The fact that two trade marks consisting of the same letter are identical from an aural and a conceptual point of view is relevant when it comes to assessing the existence of a likelihood of confusion. In such cases, it is only when the later trade mark causes a sufficiently different visual impression that a likelihood of confusion can be safely ruled out (10/05/2011, T‑187/10, G, EU:T:2011:202, § 60).

Therefore, the way the letter ‘e’ appears in each sign is determinant. As stated in section c) above, it is depicted in very different manners in the two signs. Therefore, the signs are visually similar to a very low degree only and, even in spite of the assumed similarity or identity between the goods and services, this is not sufficient to find a likelihood of confusion.

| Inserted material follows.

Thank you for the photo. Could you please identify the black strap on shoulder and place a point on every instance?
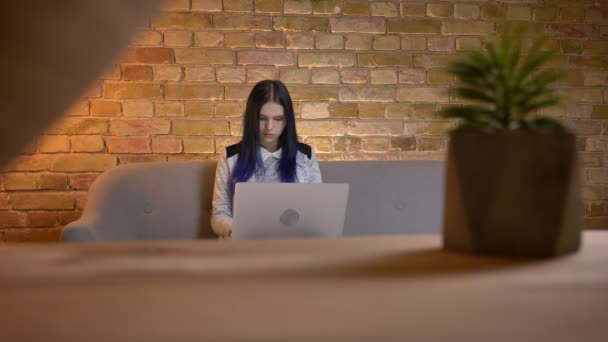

Considering all the above, there is no likelihood of confusion on the part of the public. Therefore, the opposition must be rejected.

For the sake of completeness, it must be mentioned that the opposition must also fail in respect to the part of relevant public that, due to the high degree of stylisation of the earlier sign, will not perceive the letter ‘e’ in it, as it will be even less prone to confuse the signs.


According to Article 85(1) EUTMR, the losing party in opposition proceedings must bear the fees and costs incurred by the other party.

Since the opponent is the losing party, it must bear the costs incurred by the applicant in the course of these proceedings.

According to Rule 94(3) and Rule 94(7)(d)(ii) EUTMIR, the costs to be paid to the applicant are the costs of representation which are to be fixed on the basis of the maximum rate set therein.

The Opposition Division



Oana-Alina STURZA

According to Article 59 EUTMR, any party adversely affected by this decision has a right to appeal against this decision. According to Article 60 EUTMR, notice of appeal must be filed in writing at the Office within two months of the date of notification of this decision. It must be filed in the language of the proceedings in which the decision subject to appeal was taken. Furthermore, a written statement of the grounds of appeal must be filed within four months of the same date. The notice of appeal will be deemed to be filed only when the appeal fee of EUR 720 has been paid.

The amount determined in the fixation of the costs may only be reviewed by a decision of the Opposition Division on request. According to Rule 94(4) EUTMIR, such a request must be filed within one month from the date of notification of this fixation of costs and shall be deemed to be filed only when the review fee of EUR 100 (Annex I A(33) EUTMR) has been paid.